L’Arcom, autorité de régulation de la communication audiovisuelle et numérique, a adressé une mise en demeure à Europe 1 le 27 juin 2024. Examinons les raisons de cette décision et ses implications.
Sommaire :
L’Arcom sévit
L’Arcom, le régulateur de la communication audiovisuelle et numérique, est monté au créneau pour sanctionner Europe 1. Pourquoi cette décision et quelles sont ses répercussions ?
Une émission de Cyril Hanouna
Dans un communiqué, l’Arcom a précisé que la mise en demeure concerne le traitement de l’actualité liée aux législatives dans l’émission « On marche sur la tête » diffusée du 17 au 26 juin 2024 et animée par Cyril Hanouna.
Le rôle de Cyril Hanouna
Cyril Hanouna est un animateur de télévision et de radio connu pour ses émissions populaires en France. Il est souvent au centre de controverses pour ses méthodes d’animation et sa manière de traiter l’actualité.
Critique et virulente
L’Arcom a relevé plusieurs passages dans l’émission qui traitaient l’actualité électorale de manière systématiquement critique et virulente, notamment à l’encontre de La France insoumise et du Nouveau Front populaire.
La France insoumise et le Nouveau Front populaire
La France insoumise est un mouvement politique de gauche en France, fondé par Jean-Luc Mélenchon. Le Nouveau Front populaire est une coalition politique récente qui vise à unir diverses forces progressistes.
Le régulateur a souligné que le traitement de cette actualité était largement univoque, avec une majorité d’invités partageant le même courant politique et critiques envers ces mouvements, sans que d’autres points de vue puissent suffisamment s’exprimer.
Mise en demeure : qu’est-ce que cela implique ?
Selon l’Arcom, la mise en demeure n’est pas une sanction mais un avertissement. Elle intervient lorsque l’Arcom constate un manquement aux obligations législatives, réglementaires ou aux engagements conventionnels.
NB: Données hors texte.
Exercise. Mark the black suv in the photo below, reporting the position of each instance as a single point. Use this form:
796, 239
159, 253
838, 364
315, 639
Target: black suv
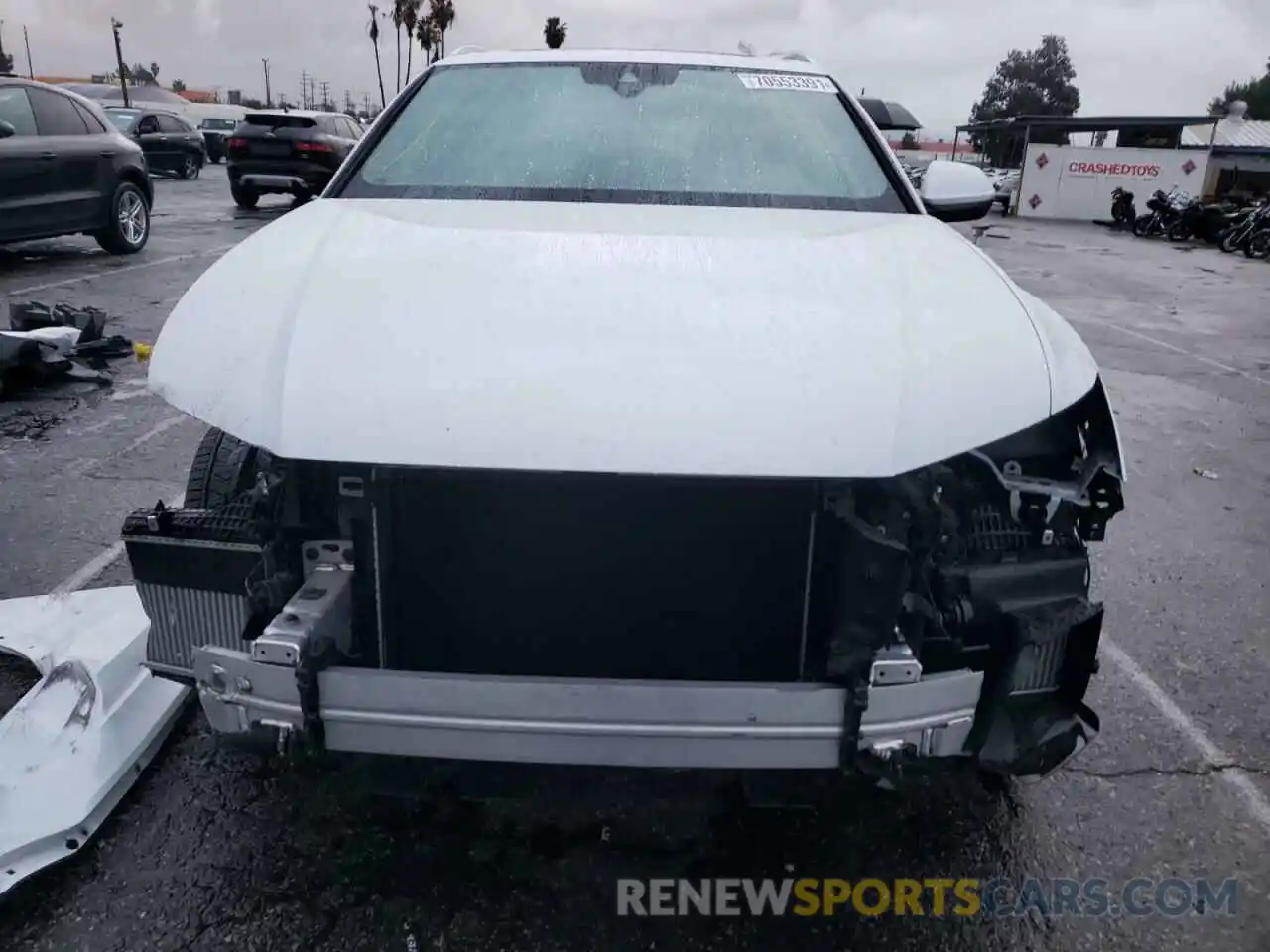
287, 153
171, 141
214, 134
66, 171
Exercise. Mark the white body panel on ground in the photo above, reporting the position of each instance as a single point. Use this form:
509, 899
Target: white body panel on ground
76, 742
602, 338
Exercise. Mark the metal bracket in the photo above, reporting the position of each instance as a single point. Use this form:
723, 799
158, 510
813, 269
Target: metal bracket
320, 612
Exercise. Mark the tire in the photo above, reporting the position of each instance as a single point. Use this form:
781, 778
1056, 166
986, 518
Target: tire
1259, 245
223, 467
128, 226
244, 198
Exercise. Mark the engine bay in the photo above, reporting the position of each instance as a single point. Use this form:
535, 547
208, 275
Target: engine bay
969, 576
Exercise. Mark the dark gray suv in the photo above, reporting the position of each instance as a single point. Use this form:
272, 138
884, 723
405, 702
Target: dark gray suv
66, 171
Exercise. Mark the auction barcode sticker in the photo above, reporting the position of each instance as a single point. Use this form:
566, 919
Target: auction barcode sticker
785, 80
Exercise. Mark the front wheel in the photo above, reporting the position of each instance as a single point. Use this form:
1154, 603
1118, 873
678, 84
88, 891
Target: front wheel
1232, 240
1259, 245
128, 226
244, 198
223, 467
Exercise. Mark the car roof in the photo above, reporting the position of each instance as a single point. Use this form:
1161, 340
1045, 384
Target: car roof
781, 62
95, 108
162, 111
302, 113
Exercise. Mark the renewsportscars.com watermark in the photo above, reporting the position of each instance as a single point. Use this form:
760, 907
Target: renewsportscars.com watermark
1051, 897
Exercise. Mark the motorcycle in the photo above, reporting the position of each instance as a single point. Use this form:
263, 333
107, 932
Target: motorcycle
1237, 236
1123, 211
1164, 208
1205, 222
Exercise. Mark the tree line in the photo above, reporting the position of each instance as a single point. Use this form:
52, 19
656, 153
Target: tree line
1040, 81
426, 22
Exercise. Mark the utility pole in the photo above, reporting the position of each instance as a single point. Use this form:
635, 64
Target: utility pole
118, 59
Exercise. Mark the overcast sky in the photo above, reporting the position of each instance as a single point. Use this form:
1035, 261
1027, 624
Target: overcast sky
934, 56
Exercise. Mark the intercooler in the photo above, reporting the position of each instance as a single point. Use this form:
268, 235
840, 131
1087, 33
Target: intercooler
593, 575
191, 567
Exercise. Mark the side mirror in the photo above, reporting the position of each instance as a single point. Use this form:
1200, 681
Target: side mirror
953, 191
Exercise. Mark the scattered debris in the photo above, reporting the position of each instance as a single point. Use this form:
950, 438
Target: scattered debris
48, 343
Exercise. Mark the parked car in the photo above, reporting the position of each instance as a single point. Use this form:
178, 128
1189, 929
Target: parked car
214, 135
1007, 186
633, 409
287, 153
66, 171
171, 141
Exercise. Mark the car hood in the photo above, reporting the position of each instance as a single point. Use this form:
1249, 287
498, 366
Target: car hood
608, 338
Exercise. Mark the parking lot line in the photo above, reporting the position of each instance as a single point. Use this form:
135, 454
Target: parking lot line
102, 561
1224, 766
1183, 350
125, 270
82, 467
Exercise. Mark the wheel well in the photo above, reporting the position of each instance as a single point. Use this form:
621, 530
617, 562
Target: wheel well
136, 178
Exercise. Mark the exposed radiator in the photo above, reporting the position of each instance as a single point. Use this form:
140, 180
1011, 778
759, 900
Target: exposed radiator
191, 569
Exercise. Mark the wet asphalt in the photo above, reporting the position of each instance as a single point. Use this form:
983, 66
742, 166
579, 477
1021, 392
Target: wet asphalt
221, 848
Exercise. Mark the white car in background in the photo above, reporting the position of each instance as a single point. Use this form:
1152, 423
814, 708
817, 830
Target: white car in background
630, 408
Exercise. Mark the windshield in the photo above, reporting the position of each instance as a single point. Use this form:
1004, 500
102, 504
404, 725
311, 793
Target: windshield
627, 134
123, 118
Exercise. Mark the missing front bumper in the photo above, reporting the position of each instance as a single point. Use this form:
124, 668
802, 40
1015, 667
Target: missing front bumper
584, 721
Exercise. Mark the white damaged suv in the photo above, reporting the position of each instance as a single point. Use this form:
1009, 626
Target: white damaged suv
631, 408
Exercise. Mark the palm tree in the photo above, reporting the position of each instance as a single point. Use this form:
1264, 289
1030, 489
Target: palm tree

Les étapes de la procédure
Souvent précédée d’une lettre de mise en garde ou d’un rappel à la réglementation, la mise en demeure est une première étape avant d’éventuelles sanctions.
Et ensuite ?
Si Europe 1 ne se conforme pas à cet avertissement, l’Arcom peut envisager diverses sanctions :
- Suspension de l’édition, diffusion ou distribution de certaines catégories de programmes pour un mois ou plus.
- Réduction de la durée de l’autorisation ou de la convention jusqu’à une année.
- Sanction pécuniaire, éventuellement assortie d’une suspension de l’édition ou de la partie du programme concerné.
- Retrait de l’autorisation ou résiliation unilatérale de la convention.